Mahkemece kabul edilen iddianamede sanık Şahin Yalçın ile olay sırasında konutta bulunan Ş.K yaşananları tüm ayrıntılarıyla anlattı. ‘Naz’ takma ismini kullanan Gökçe Saygı’yı 5-6 aydır tanıdığını söz eden Şahin Yalçın, “Maktul olayın olduğu sokakta çalıştığım iş yerine ikinci el mesken eşyası almak için gelmişti. Kendisiyle o biçimde tanıştık ve arkadaş olduk. Birbirimize ‘kanka’ diye hitap ederdik. Vakit zaman maktulun konutuna kahve içmeye giderdim lakin yalnızca sohbet ederdik. Kendisi ile hiç cinsel birlikteliğim olmadı” dedi. Olayın meydana geldiği gün ağabeyi ile tartıştığını belirten Şahin Yalçın, savunmasında şu cümlelere yer verdi:
“Bizimle kalan 7-8 yıllık arkadaşım Ş.K. ile gezmeye çıktım. Ablama yük olmamak için ona gitmedim. Aklıma Naz’ın meskeni geldi. Kendisini arayarak bir arkadaşımla gelmek istediğimi söyledim. O da kabul etti. Saat 02.30 sıralarında Ş. ile Naz’ın konutuna gittik. Bir müddet sohbet ettik. Evvel salonda oturduk. Naz sabaha karşı saat 04.10’da başlayan alt yazılı bir sineması izliyordu. Sinema altyazılı olduğu için sıkıldım ve uyudum. Bir orta televizyonun kapandığını hissettim. Naz ile Ş.K. kalkıp odaya geçti. Yatağın üzerinde yüzüstü yan yana uzanıp telefondan öbür bir sinema izlemeye başladılar. Ben ortalarında cinsel münasebet yaşanıp yaşanmadığını görmedim. Uykum kaçınca sigara için lavaboya gittim. Sonra yanlarına gidip ben de yüzüstü uzanıp sineması izlemeye başladım. Orada uyuyakaldım. Bir süre sonra uyandığımda Naz’ın saçımı okşadığını fark ettim. Ş.K. da yanımızdaydı. Naz kısık bir sesle ‘Üç kişi toplu seks yapalım’ dedi. Ş.K.’nın duyup duymadığını bilmiyorum. Teklifi kabul etmedim. Direkt mutfağa gidip uzun bir bıçak aldım ve odaya döndüm. Naz ve Ş. tıpkı halde yüz üstü uzanmış sinema izliyordu. Naz bu kere bana dokunmaya başladı. Sinirlendim. Üzerimde sakladığım bıçağı çıkararak Naz’ın bel kısmına bıçakla vurmaya başladım. Ş.K. korkup kaçtı. Ş.K. bana pürüz olmadı, yalnızca ‘Yapma, niçin vuruyorsun?’ dedi. Ş.K., bana mahzur olsaydı tahminen de maktul ölmeyecekti. Lakin sanırım Ş.K. korktuğu için müdahale etmedi. Ben Naz’ı daima bıçakladım. Naz’ın hiç sesi çıkmadı. Bağırmadı. Sonrasında ceketimi alarak konuttan çıktım. Akabinde teslim oldum.”
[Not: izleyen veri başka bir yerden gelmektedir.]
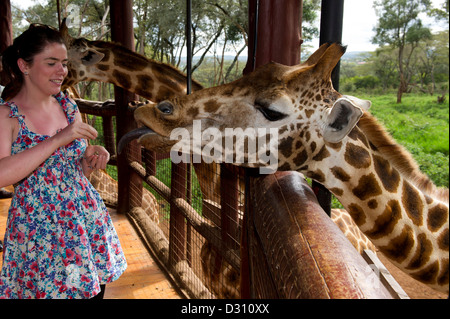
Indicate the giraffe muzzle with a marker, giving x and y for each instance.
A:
(132, 135)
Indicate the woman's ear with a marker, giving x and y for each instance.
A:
(23, 66)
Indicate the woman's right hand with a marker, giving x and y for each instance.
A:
(78, 129)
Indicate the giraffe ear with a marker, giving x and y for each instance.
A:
(363, 104)
(341, 120)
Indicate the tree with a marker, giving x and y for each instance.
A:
(399, 26)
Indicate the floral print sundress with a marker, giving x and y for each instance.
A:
(60, 241)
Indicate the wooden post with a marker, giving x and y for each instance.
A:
(330, 31)
(274, 35)
(6, 38)
(122, 32)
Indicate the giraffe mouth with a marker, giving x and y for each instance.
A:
(138, 133)
(148, 138)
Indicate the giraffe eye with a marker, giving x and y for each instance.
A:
(269, 114)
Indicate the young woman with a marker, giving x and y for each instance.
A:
(60, 241)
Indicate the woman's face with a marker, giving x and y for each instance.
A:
(48, 69)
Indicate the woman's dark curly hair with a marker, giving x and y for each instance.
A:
(31, 42)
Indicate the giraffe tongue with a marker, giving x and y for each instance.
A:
(132, 135)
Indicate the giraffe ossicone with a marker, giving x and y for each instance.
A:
(334, 140)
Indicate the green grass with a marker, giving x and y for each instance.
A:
(420, 124)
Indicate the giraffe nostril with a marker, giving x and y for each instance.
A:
(165, 107)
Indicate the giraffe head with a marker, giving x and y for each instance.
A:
(298, 102)
(113, 63)
(83, 59)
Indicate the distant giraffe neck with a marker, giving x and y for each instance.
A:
(134, 72)
(393, 204)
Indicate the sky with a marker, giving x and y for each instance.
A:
(359, 22)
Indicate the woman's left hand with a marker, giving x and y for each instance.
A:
(95, 157)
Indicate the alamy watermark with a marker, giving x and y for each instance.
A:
(254, 147)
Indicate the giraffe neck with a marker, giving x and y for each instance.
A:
(390, 201)
(129, 70)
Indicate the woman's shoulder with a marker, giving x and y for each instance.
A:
(4, 109)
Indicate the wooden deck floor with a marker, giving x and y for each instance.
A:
(143, 279)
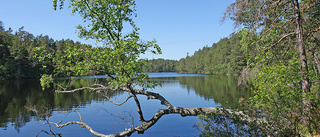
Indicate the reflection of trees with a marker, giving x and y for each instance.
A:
(221, 88)
(17, 95)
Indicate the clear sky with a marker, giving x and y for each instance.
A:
(179, 26)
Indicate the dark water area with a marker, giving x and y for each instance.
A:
(183, 90)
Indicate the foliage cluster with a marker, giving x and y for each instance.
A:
(280, 43)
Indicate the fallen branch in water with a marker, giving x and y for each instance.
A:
(146, 124)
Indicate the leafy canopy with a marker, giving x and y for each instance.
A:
(119, 58)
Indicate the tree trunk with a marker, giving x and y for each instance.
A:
(303, 60)
(316, 59)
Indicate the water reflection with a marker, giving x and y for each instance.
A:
(223, 89)
(17, 95)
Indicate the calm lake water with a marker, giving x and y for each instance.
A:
(184, 90)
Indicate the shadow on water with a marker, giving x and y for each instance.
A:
(222, 89)
(18, 95)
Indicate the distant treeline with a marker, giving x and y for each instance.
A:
(18, 50)
(161, 65)
(224, 57)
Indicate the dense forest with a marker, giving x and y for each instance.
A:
(224, 57)
(19, 50)
(161, 65)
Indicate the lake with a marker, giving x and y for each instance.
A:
(183, 90)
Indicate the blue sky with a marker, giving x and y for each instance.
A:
(179, 26)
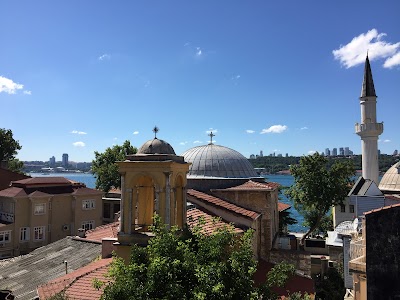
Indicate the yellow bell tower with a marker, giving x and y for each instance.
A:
(152, 181)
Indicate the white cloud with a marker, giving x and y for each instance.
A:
(78, 132)
(392, 61)
(105, 56)
(79, 144)
(274, 129)
(354, 53)
(8, 86)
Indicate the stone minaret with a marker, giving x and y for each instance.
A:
(369, 130)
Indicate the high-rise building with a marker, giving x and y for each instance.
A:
(369, 130)
(65, 160)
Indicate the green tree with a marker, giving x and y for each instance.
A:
(8, 145)
(191, 265)
(317, 187)
(106, 170)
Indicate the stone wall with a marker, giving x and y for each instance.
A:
(301, 260)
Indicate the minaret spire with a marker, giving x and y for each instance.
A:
(369, 130)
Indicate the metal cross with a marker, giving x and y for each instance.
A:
(211, 136)
(155, 130)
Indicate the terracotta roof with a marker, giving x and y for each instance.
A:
(211, 223)
(101, 232)
(42, 180)
(223, 204)
(381, 209)
(252, 185)
(78, 284)
(395, 197)
(12, 192)
(283, 206)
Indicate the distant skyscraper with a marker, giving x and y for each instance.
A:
(369, 130)
(65, 160)
(327, 152)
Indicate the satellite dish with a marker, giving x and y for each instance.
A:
(355, 224)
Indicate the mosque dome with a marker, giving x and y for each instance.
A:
(214, 161)
(390, 182)
(156, 146)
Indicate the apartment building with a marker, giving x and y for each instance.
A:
(37, 211)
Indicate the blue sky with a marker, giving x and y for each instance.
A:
(277, 76)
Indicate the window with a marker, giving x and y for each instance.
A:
(24, 234)
(87, 225)
(88, 204)
(39, 233)
(5, 236)
(40, 209)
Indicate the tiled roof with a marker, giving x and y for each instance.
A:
(223, 204)
(42, 180)
(395, 197)
(78, 284)
(24, 273)
(381, 209)
(211, 223)
(103, 231)
(12, 192)
(283, 206)
(252, 185)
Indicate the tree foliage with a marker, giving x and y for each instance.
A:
(8, 145)
(317, 187)
(106, 170)
(191, 265)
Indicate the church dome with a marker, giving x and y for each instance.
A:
(156, 146)
(214, 161)
(390, 182)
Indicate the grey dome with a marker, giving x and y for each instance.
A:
(156, 146)
(213, 161)
(390, 182)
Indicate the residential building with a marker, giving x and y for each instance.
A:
(37, 211)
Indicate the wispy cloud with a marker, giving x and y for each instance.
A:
(354, 53)
(274, 129)
(79, 144)
(78, 132)
(104, 56)
(8, 86)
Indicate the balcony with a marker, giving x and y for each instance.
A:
(357, 261)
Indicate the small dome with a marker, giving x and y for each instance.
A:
(390, 182)
(156, 146)
(213, 161)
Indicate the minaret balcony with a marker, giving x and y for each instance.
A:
(369, 129)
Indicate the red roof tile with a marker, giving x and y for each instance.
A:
(79, 283)
(223, 204)
(252, 185)
(13, 192)
(211, 222)
(103, 231)
(283, 206)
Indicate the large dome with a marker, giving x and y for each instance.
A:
(156, 146)
(390, 182)
(213, 161)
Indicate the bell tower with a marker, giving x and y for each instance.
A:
(369, 130)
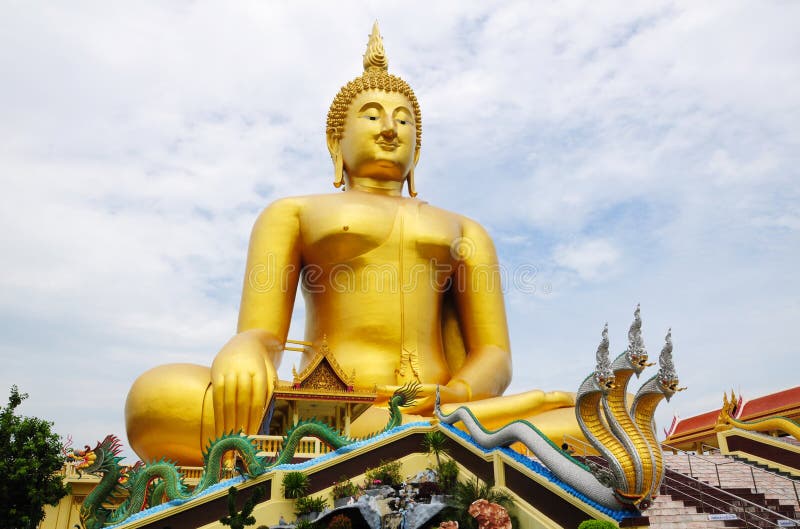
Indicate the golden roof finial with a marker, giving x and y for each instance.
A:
(375, 56)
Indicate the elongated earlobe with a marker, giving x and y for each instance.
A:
(338, 170)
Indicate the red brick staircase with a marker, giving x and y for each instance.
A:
(714, 485)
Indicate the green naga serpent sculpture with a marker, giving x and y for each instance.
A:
(143, 486)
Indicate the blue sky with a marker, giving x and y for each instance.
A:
(641, 153)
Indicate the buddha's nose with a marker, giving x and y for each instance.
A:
(388, 128)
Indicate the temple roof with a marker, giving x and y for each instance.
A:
(700, 428)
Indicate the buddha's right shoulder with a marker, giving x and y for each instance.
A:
(292, 207)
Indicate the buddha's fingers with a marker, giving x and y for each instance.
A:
(243, 403)
(229, 404)
(218, 396)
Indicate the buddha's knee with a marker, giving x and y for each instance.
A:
(169, 413)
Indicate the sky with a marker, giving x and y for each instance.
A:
(617, 153)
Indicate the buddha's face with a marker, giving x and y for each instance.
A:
(379, 138)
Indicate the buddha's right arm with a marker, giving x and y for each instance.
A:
(244, 371)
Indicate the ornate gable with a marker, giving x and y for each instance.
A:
(323, 373)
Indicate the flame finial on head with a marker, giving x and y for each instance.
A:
(375, 56)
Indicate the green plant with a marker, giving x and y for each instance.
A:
(428, 489)
(465, 493)
(30, 457)
(340, 521)
(448, 475)
(388, 473)
(344, 488)
(309, 504)
(241, 519)
(435, 443)
(596, 524)
(295, 485)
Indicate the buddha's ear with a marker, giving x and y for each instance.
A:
(412, 186)
(333, 145)
(335, 148)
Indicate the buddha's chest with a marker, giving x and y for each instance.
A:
(361, 234)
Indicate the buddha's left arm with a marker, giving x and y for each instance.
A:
(479, 299)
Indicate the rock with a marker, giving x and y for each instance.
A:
(489, 515)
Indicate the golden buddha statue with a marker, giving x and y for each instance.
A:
(402, 290)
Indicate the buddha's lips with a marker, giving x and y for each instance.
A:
(388, 145)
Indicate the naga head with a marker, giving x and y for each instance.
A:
(603, 375)
(667, 377)
(636, 352)
(407, 395)
(83, 460)
(92, 460)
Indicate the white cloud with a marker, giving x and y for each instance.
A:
(591, 260)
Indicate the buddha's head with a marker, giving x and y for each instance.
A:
(374, 126)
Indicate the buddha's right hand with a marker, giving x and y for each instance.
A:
(242, 376)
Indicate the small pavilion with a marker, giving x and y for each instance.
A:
(323, 391)
(698, 433)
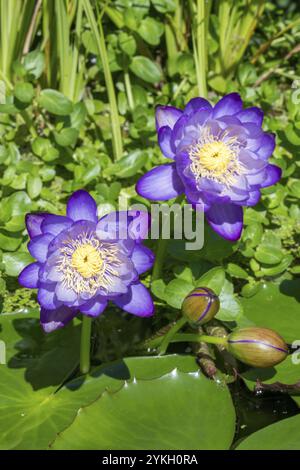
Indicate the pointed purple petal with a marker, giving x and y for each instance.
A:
(273, 175)
(55, 224)
(228, 106)
(46, 297)
(38, 247)
(33, 224)
(164, 141)
(253, 199)
(137, 301)
(166, 116)
(29, 277)
(142, 258)
(53, 319)
(64, 294)
(123, 225)
(267, 146)
(195, 104)
(81, 206)
(226, 220)
(160, 183)
(94, 307)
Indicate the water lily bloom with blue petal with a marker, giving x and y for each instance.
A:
(82, 263)
(220, 158)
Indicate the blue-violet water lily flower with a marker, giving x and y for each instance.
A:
(82, 262)
(220, 158)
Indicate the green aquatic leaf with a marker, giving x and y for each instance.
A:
(55, 102)
(276, 306)
(24, 92)
(284, 435)
(175, 411)
(146, 69)
(15, 262)
(287, 372)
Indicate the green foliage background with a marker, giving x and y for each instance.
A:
(79, 84)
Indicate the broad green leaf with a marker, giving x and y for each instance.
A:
(164, 6)
(129, 165)
(146, 69)
(9, 241)
(55, 102)
(15, 262)
(24, 92)
(176, 291)
(151, 30)
(230, 306)
(127, 43)
(36, 365)
(287, 372)
(284, 435)
(44, 148)
(276, 306)
(17, 203)
(176, 411)
(214, 279)
(66, 137)
(34, 186)
(34, 63)
(33, 407)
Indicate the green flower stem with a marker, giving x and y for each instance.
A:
(171, 334)
(98, 33)
(162, 343)
(161, 251)
(128, 91)
(199, 36)
(194, 338)
(159, 259)
(85, 344)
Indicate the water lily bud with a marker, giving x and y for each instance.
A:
(201, 305)
(257, 347)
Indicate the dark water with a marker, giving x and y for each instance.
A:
(256, 411)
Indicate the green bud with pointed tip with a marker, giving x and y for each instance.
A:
(200, 305)
(257, 347)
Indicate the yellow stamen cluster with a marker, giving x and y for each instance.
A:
(88, 264)
(87, 260)
(216, 158)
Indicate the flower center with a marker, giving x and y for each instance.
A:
(87, 261)
(88, 264)
(216, 157)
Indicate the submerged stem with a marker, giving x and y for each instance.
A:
(85, 344)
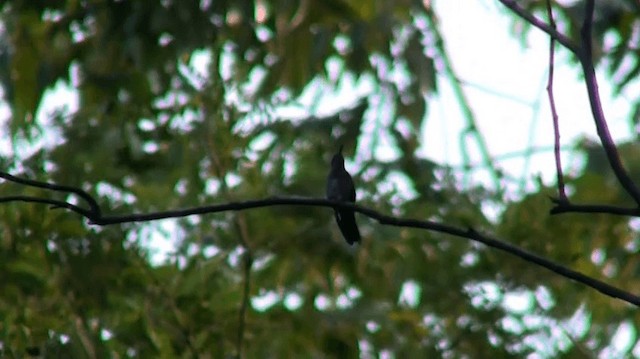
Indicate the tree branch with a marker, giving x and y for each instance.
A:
(584, 54)
(554, 112)
(468, 233)
(551, 31)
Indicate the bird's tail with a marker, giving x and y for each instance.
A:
(347, 223)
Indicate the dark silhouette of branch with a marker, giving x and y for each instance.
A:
(468, 233)
(471, 130)
(585, 56)
(551, 31)
(586, 60)
(94, 208)
(566, 207)
(554, 113)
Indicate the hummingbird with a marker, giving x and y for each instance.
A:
(340, 188)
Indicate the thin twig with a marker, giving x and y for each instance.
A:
(554, 113)
(93, 205)
(554, 33)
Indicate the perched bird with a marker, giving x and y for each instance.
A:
(340, 188)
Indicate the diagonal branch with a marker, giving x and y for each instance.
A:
(586, 60)
(94, 208)
(585, 56)
(466, 233)
(550, 30)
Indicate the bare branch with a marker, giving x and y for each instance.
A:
(468, 233)
(551, 31)
(554, 113)
(586, 60)
(93, 205)
(584, 54)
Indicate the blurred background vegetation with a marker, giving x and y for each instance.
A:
(180, 104)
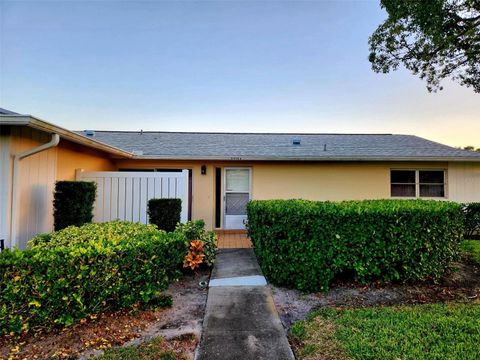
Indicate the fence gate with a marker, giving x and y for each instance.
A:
(124, 195)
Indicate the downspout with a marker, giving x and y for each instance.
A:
(16, 163)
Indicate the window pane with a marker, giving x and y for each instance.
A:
(402, 176)
(236, 204)
(403, 190)
(432, 190)
(237, 180)
(431, 177)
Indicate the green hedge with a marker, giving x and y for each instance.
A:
(472, 220)
(67, 275)
(306, 244)
(165, 213)
(73, 203)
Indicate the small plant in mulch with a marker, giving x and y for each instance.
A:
(195, 255)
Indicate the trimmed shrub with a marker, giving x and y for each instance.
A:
(78, 271)
(472, 220)
(165, 213)
(73, 203)
(195, 230)
(305, 244)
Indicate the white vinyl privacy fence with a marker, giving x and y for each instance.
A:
(124, 195)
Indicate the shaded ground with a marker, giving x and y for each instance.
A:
(177, 348)
(107, 330)
(461, 284)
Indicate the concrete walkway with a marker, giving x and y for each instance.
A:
(241, 321)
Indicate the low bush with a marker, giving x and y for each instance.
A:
(165, 213)
(306, 244)
(78, 271)
(195, 230)
(472, 220)
(471, 250)
(73, 203)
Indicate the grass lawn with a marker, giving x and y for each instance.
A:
(438, 331)
(472, 249)
(155, 349)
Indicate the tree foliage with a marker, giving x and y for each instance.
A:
(434, 39)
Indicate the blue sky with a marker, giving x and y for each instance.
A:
(246, 66)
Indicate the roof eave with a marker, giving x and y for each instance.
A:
(36, 123)
(278, 158)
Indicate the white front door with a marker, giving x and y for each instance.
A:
(237, 194)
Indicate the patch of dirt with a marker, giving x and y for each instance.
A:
(462, 283)
(91, 336)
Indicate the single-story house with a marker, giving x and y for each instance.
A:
(215, 174)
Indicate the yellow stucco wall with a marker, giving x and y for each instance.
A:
(334, 181)
(72, 156)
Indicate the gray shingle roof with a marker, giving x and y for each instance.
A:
(258, 146)
(7, 112)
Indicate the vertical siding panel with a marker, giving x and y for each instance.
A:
(107, 196)
(136, 200)
(129, 199)
(121, 199)
(114, 200)
(158, 188)
(150, 188)
(99, 201)
(143, 200)
(171, 187)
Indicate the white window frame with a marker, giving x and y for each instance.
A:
(417, 184)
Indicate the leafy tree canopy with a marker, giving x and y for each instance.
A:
(435, 39)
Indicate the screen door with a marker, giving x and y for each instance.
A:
(237, 194)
‘ORTADA HİÇBİR ŞEY YOKKEN BIÇAKLADI’
Hakkında ek kovuşturmaya yer olmadığına dair karar verilen Ş.K. ise sözünde şunları anlattı:
“Naz, Şahin’in arkadaşıydı. Benimle samimi değildi. Evvel salonda oturduk. Akabinde Şahin uyuyakalınca meskende iki yatak odası vardı. Ben bir yatak odasına, Naz da kendi yatak odasına geçti. Bir müddet sonra Naz benim odaya geldi ve ‘Eğer uykun yoksa gel benim odamda sinema izleyelim. Muhabbet edelim’ dedi. Kabul ettim. Yatakta yüzüstü telefondan kaygı sineması izlemeye başladık. Gülüp eğleniyorduk. Sinema bitimine 5-6 dakika kala Şahin de yanımıza geldi ve Naz’ın sol tarafına, birebir durumda uzandı. Bir orta sinema izler üzere oldu, sonra da ‘korkarım’ deyip yüzünü çevirdi. Sinema bitiminde Şahin ortada hiçbir şey yokken maktul Naz’ın sırtına bıçakla birkaç kere vurdu. Ben ‘Şahin yapma, Allah için’ diye bağırınca, Naz da ‘Öldüm Şahin öldüm, yapma Şahin’ diye bağırdı. Şahin durmadan maktule vurmaya devam ediyordu. Korktum kaçtım. Neden bu türlü bir şey yaptı bilmiyorum. Maktulle ortasında bir tartışma olmadı. Maktul bana yahut Şahin’e yönelik cinsel istekte bulunmadı. Maktulün Şahin’i okşayıp, öptüğünü görmedim. Şahin elleri kanlı bir halde ardımdan geldi ve Şahin’in ağabeyinin meskenine gittik. Şahin’e yolda ‘Neden bu türlü bir şey yaptın?’ diye sorduğumda bana, ‘Bir anlık öfke. Hayalimde Gökçe’yi bıçaklıyordum. Esasen doğrayıp klozete atıyordum’ cevabını verdi. Şahin ben meskenden çıkarken Gökçe’yi bıçaklamaya devam ettiğini ve hatta bağırmasın diye yastığı Gökçe’nin ağız kısmına bastırdığını da söyledi. Şahin bıçağı lavaboda yıkadıktan sonra üzerini değiştirdi ve meskenden çıktık. Sonrasında ağabeyi polisi aradı ve Şahin teslim oldu. Ben ve Şahin, Gökçe ile alakaya girmedik.”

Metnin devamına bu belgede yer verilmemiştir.